Sise Ana'nın öyküsü okuyucu ile buluşuyor
09:08
Nişmiye Güler/JINHA
MUŞ - Sise Ana'yı oğlu Zafer Bingöl, 'Bir dağ bir taş bir ağaç' adlı kitapta anlatarak, Sise'nin hayatı boyunca çocukları için verdiği mücadeleyi okuyucu ile buluşturuyor.
Muş'un Varto ilçesine bağlı Teknedüzü köyü ve kırsalına yönelik 6 Nisan günü düzenlenen askeri operasyonda gözaltına alınarak "Örgüt üyeliği" ve "Örgüte yardım ve yataklık" suçlamaları nedeniyle tutuklanan 74 yaşındaki Sise Bingöl'ün hayat hikayesi, oğlu Zafer Bingöl tarafından "Bir dağ bir taş bir ağaç" adlı kitapta kaleme alındı. Sise'nin zorlu ve mücadele dolu yaşantısından söz eden Zafer, kendi duygularıyla okuyucuya annesini anlatıyor. Kitabına Sise'nin evlilik süreci ile başlayan Zafer, kitabın sonuna kadar Sise'nin yaşadığı coğrafyada çocukları için verdiği amansız mücadeleyi dile getiriyor.

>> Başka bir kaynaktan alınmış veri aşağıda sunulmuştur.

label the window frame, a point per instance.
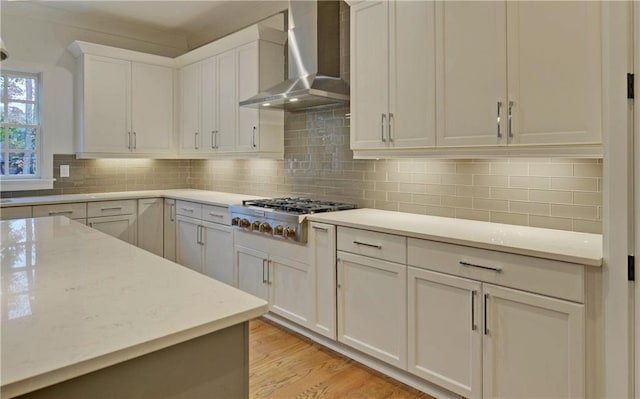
(43, 179)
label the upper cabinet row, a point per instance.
(129, 104)
(475, 77)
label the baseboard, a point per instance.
(375, 364)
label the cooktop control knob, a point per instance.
(265, 228)
(290, 232)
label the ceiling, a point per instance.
(187, 18)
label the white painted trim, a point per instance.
(616, 368)
(380, 366)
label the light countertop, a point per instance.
(202, 196)
(567, 246)
(75, 300)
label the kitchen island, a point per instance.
(87, 315)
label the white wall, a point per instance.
(37, 38)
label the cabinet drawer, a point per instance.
(542, 276)
(216, 214)
(112, 208)
(190, 209)
(72, 211)
(370, 243)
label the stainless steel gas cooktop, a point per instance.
(283, 218)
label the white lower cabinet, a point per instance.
(372, 307)
(322, 247)
(170, 229)
(533, 346)
(116, 218)
(121, 226)
(251, 269)
(483, 340)
(205, 247)
(150, 225)
(444, 331)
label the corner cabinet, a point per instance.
(237, 67)
(485, 78)
(392, 75)
(124, 103)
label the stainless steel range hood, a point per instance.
(314, 61)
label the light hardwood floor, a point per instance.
(286, 365)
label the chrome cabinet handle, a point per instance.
(60, 212)
(495, 269)
(498, 132)
(254, 137)
(379, 246)
(510, 115)
(264, 279)
(474, 326)
(486, 329)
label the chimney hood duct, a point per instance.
(314, 61)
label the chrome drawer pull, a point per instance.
(59, 212)
(379, 246)
(495, 269)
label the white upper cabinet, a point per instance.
(471, 68)
(392, 75)
(124, 103)
(555, 72)
(468, 78)
(238, 67)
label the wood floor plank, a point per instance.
(286, 365)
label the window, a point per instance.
(19, 125)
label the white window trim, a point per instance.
(47, 96)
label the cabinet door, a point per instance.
(372, 307)
(247, 138)
(369, 74)
(322, 243)
(218, 252)
(445, 338)
(291, 289)
(191, 90)
(170, 229)
(555, 71)
(107, 105)
(533, 346)
(152, 108)
(471, 72)
(188, 247)
(122, 226)
(412, 76)
(150, 225)
(209, 103)
(251, 271)
(227, 102)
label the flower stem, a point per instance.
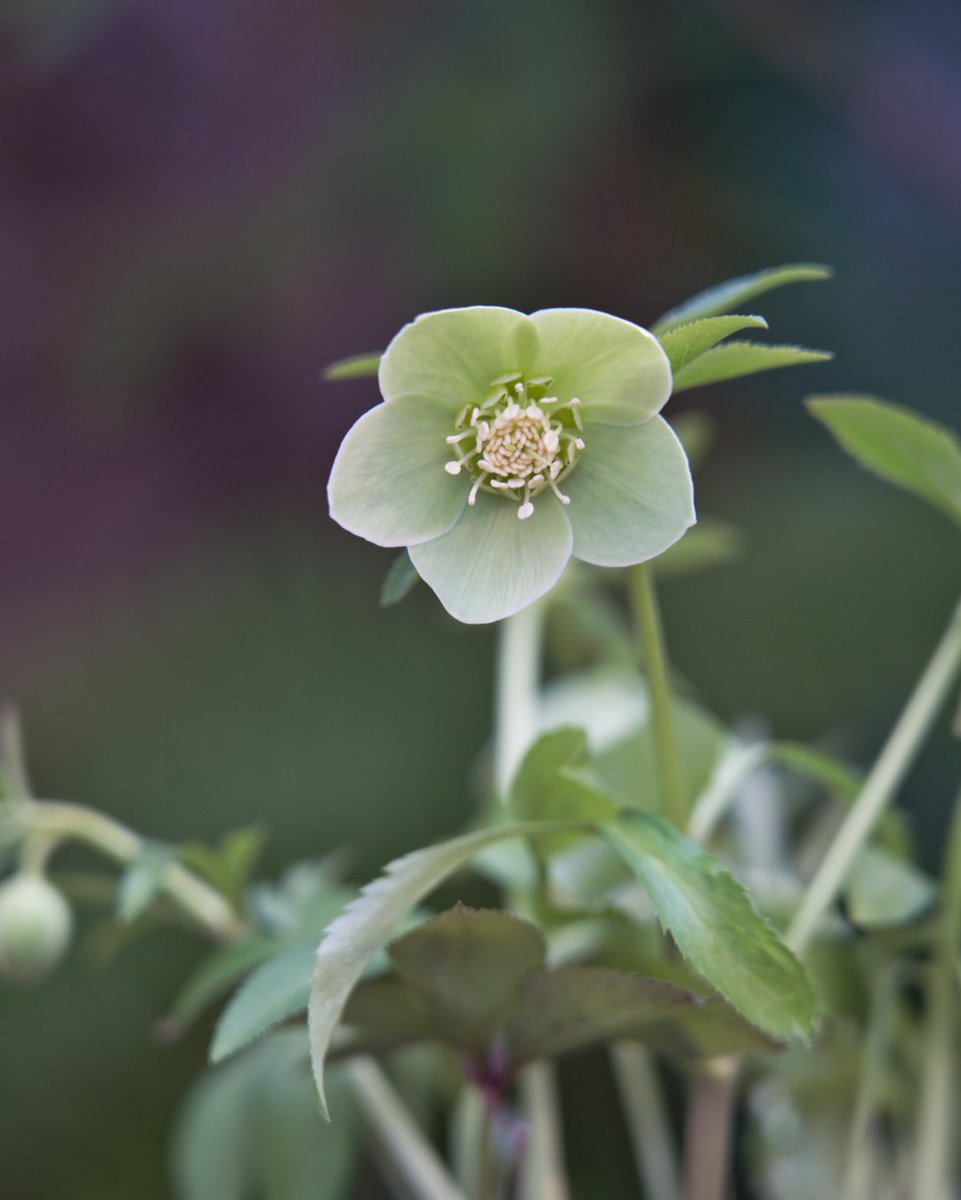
(410, 1159)
(881, 785)
(544, 1175)
(518, 664)
(650, 631)
(648, 1126)
(53, 821)
(935, 1116)
(707, 1138)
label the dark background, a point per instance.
(202, 203)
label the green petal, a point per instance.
(618, 371)
(389, 484)
(492, 564)
(454, 355)
(631, 493)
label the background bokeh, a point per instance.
(202, 203)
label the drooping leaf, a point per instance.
(276, 990)
(142, 882)
(215, 976)
(899, 445)
(398, 582)
(574, 1007)
(468, 965)
(370, 921)
(883, 889)
(715, 925)
(250, 1131)
(358, 366)
(684, 343)
(736, 359)
(734, 293)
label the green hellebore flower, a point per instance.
(508, 444)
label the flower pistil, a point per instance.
(517, 441)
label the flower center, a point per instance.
(517, 442)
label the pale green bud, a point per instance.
(35, 927)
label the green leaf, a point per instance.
(229, 864)
(574, 1007)
(551, 783)
(725, 297)
(400, 580)
(276, 990)
(143, 881)
(468, 965)
(899, 445)
(736, 359)
(883, 889)
(370, 921)
(684, 343)
(358, 366)
(216, 975)
(715, 925)
(251, 1128)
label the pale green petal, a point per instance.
(454, 355)
(618, 371)
(631, 493)
(389, 484)
(492, 564)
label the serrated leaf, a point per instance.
(734, 293)
(684, 343)
(358, 366)
(574, 1007)
(899, 445)
(275, 991)
(468, 964)
(215, 976)
(715, 925)
(142, 882)
(370, 921)
(736, 359)
(883, 889)
(398, 582)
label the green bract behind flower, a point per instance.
(506, 444)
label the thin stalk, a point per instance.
(542, 1175)
(881, 785)
(935, 1116)
(648, 1125)
(862, 1168)
(648, 621)
(518, 658)
(707, 1138)
(52, 821)
(412, 1159)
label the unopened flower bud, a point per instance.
(35, 927)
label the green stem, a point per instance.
(935, 1116)
(648, 621)
(648, 1126)
(707, 1138)
(881, 785)
(544, 1175)
(518, 658)
(409, 1158)
(52, 821)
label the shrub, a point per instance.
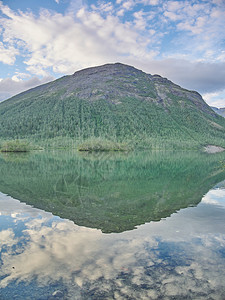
(100, 144)
(15, 146)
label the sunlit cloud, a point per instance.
(150, 33)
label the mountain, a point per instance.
(219, 111)
(116, 102)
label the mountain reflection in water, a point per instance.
(108, 191)
(180, 257)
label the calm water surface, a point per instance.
(125, 226)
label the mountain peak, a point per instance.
(112, 101)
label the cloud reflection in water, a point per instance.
(181, 256)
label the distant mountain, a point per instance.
(219, 111)
(112, 101)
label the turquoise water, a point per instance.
(169, 243)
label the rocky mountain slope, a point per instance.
(219, 111)
(113, 101)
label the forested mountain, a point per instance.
(112, 101)
(219, 111)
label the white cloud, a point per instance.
(84, 37)
(12, 86)
(8, 54)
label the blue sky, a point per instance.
(45, 39)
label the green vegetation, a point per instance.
(112, 191)
(98, 144)
(15, 146)
(115, 104)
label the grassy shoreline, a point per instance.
(100, 144)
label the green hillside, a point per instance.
(115, 102)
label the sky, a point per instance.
(41, 40)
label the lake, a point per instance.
(145, 225)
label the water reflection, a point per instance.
(114, 193)
(181, 257)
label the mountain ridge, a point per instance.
(113, 101)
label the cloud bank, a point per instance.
(181, 40)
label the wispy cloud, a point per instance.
(165, 37)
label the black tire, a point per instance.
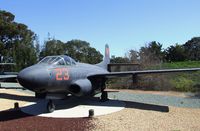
(40, 95)
(50, 106)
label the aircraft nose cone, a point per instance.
(33, 78)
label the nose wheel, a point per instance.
(50, 106)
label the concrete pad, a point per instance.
(74, 107)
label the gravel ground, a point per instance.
(131, 119)
(144, 111)
(159, 99)
(19, 121)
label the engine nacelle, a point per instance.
(81, 87)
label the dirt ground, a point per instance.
(136, 116)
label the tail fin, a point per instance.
(106, 61)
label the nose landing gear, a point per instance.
(50, 106)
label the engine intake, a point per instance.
(81, 87)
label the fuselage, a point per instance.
(50, 78)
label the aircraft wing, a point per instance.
(125, 73)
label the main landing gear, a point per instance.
(50, 106)
(104, 96)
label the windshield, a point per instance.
(57, 60)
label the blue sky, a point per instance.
(123, 24)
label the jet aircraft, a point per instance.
(55, 77)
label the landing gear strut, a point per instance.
(104, 96)
(50, 106)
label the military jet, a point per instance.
(55, 77)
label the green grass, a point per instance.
(183, 64)
(184, 81)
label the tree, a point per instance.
(175, 53)
(133, 56)
(16, 41)
(81, 51)
(192, 48)
(151, 54)
(52, 47)
(119, 59)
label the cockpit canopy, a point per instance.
(57, 60)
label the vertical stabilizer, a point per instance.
(106, 61)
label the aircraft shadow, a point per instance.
(39, 107)
(18, 97)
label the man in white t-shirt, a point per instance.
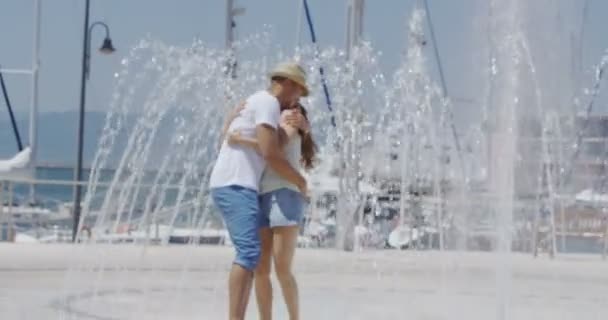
(238, 170)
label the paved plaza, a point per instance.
(184, 282)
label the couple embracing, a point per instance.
(257, 186)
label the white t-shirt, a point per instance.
(242, 165)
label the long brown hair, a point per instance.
(309, 147)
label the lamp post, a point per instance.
(105, 48)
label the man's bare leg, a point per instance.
(263, 285)
(239, 288)
(285, 240)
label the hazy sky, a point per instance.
(179, 21)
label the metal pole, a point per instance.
(299, 24)
(83, 79)
(10, 112)
(354, 24)
(444, 87)
(313, 38)
(229, 24)
(34, 100)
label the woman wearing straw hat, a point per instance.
(235, 179)
(281, 203)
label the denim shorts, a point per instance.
(239, 207)
(281, 208)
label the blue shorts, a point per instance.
(239, 207)
(281, 208)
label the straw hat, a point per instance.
(293, 72)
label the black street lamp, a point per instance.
(106, 48)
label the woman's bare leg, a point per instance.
(263, 286)
(285, 240)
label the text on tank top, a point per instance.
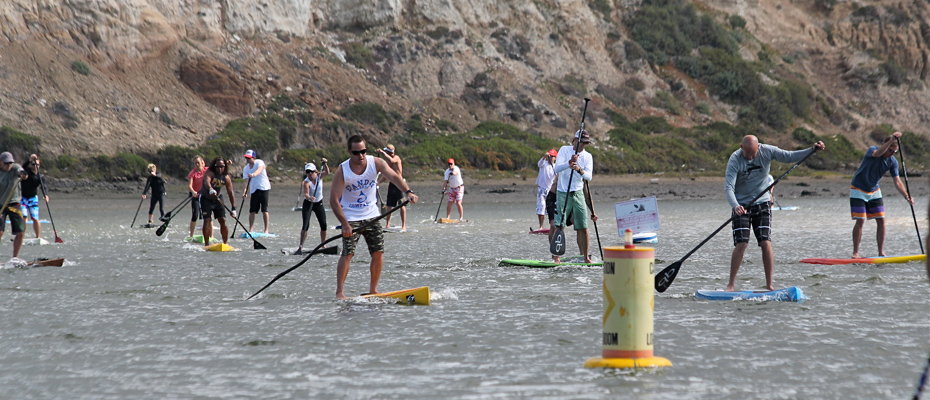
(359, 199)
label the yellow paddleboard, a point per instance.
(219, 247)
(418, 295)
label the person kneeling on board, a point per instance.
(865, 197)
(354, 202)
(211, 201)
(747, 176)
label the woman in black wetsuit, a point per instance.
(157, 183)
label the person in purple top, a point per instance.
(865, 197)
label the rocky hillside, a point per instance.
(107, 76)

'Memdali ile ömür boyu sürecek bir hayata adım attım'
Sise'nin ağzından evliliğinden bu güne yaşantısı kitapta şu şekilde anlatılmaya başlanıyor: "Evlendirildiğimde Varto'nun Teknedüzü köyüne getirildim. Adetler gereği at sırtında yola çıkarıldım. Üç gün boyunca at sırtında ara ara mola vererek üzerimdeki gelinlik ile yolculuk yaptım. O dönem gelinlerin konuşması ayıp karşılandığından, tuvalet ihtiyacımı dahi söylememe izin verilmedi. Üç gün at sırtında geçen yolculuğun ardından düğünümün yapıldığı köye vardık. Düğün yapıldı ve ben sadece bir kez gördüğüm Memdali ile ömür boyu sürecek bir hayata adım attım."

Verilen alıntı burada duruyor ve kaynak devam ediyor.